One of the most important jazz artists of the 1940s was Louis Jordan. An African American bandleader whose music crossed over to white audiences, Jordan played in a wild, swinging, up-to-date and often humorous manner that is seen as one of the foundations of rhythm and blues. He recorded hit after hit with lyrics that were funny, hip, up-to-date, and often misogynistic. Combining all of the “basics” of swing music with the blues of the South, where he was born, Jordan’s music is indeed a joy.

Berle Adams was Jordan’s manager when this Soundie was made and he recounted this story: [So much in demand was the Louis Jordan Tympany Five], only one location, Kansas City’s Pendergast Memorial Auditorium, was able to book the band for more than one night a year because it had both air conditioning (for a July 4 performance) and indoor heating (for a Thanksgiving appearance). When a booking error led to both Jordan and Lionel Hampton’s band being scheduled at the same time in Kansas City, a ‘battle of the bands’ was quickly arranged. One week later, Hampton, back in New York, spoke with Jack Kapp of Decca Records. Adams paraphrased Hampton saying, “I just had a band battle in Kansas City with Louis Jordan. Joe Glaser [Hampton’s manager] had me go on first. I finished with ‘Flying Home,’ and we played for ten minutes or so, with the screaming brass and Illinois Jacquet blowing higher and higher. Then Louis Jordan walked out, just him and the rhythm section—no brass—sang a blues, and cut my ass.”

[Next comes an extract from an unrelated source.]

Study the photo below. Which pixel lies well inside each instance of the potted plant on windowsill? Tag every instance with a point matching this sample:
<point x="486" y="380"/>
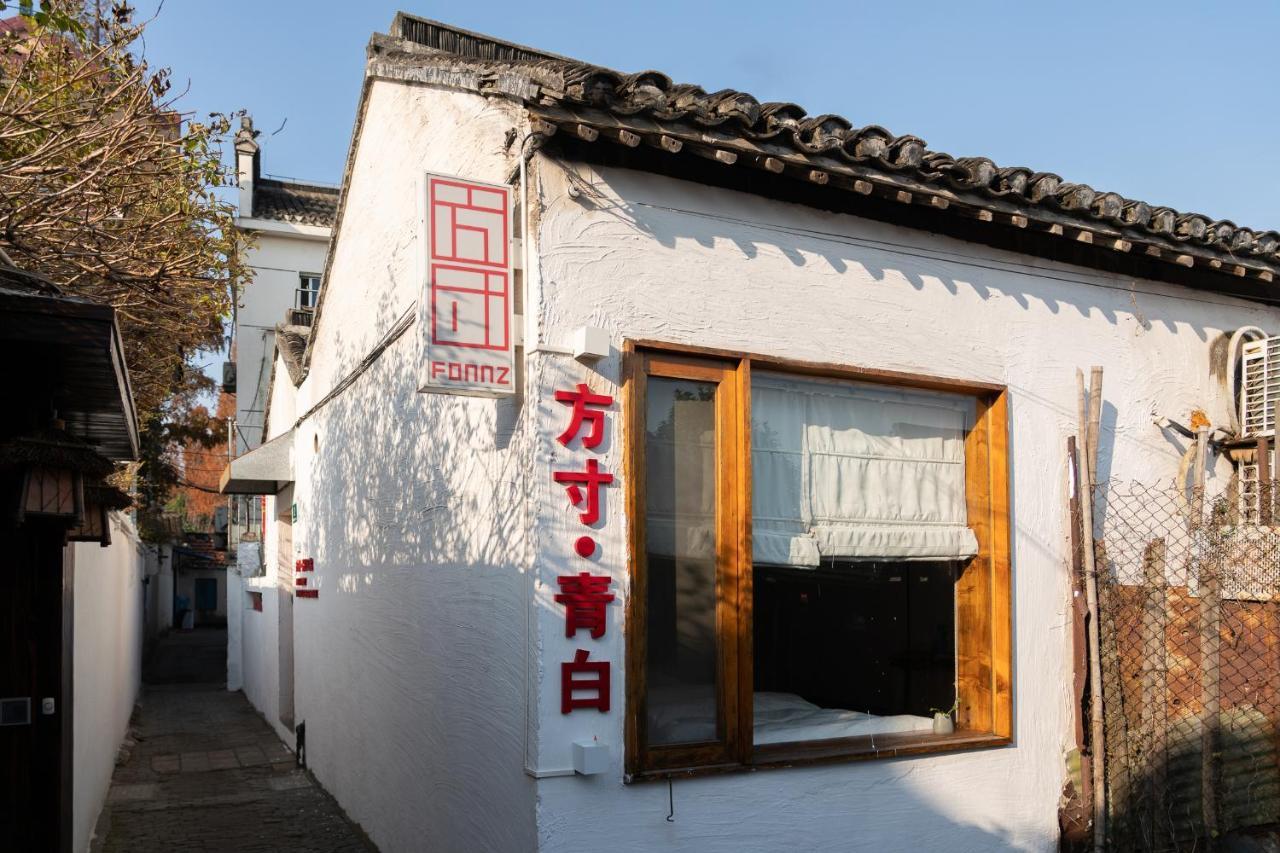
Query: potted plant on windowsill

I am a huge fan of Louis Jordan’s music, and fortunately he made a large number of Soundies. “Five Guys Named Moe” is one of the best. Louis used this tune as a tenor sax feature – alto was his usual instrument – and we begin and end with the ““Big Moe, Little Moe, Four-Eyed Moe” routine developed by the bands string bass player, Dallas Bartley. Eddie Roane takes the trumpet solo, with rhythmic support provided by pianist Arnold Thomas and drummer Eddie Byrd. This one swings from beginning to end!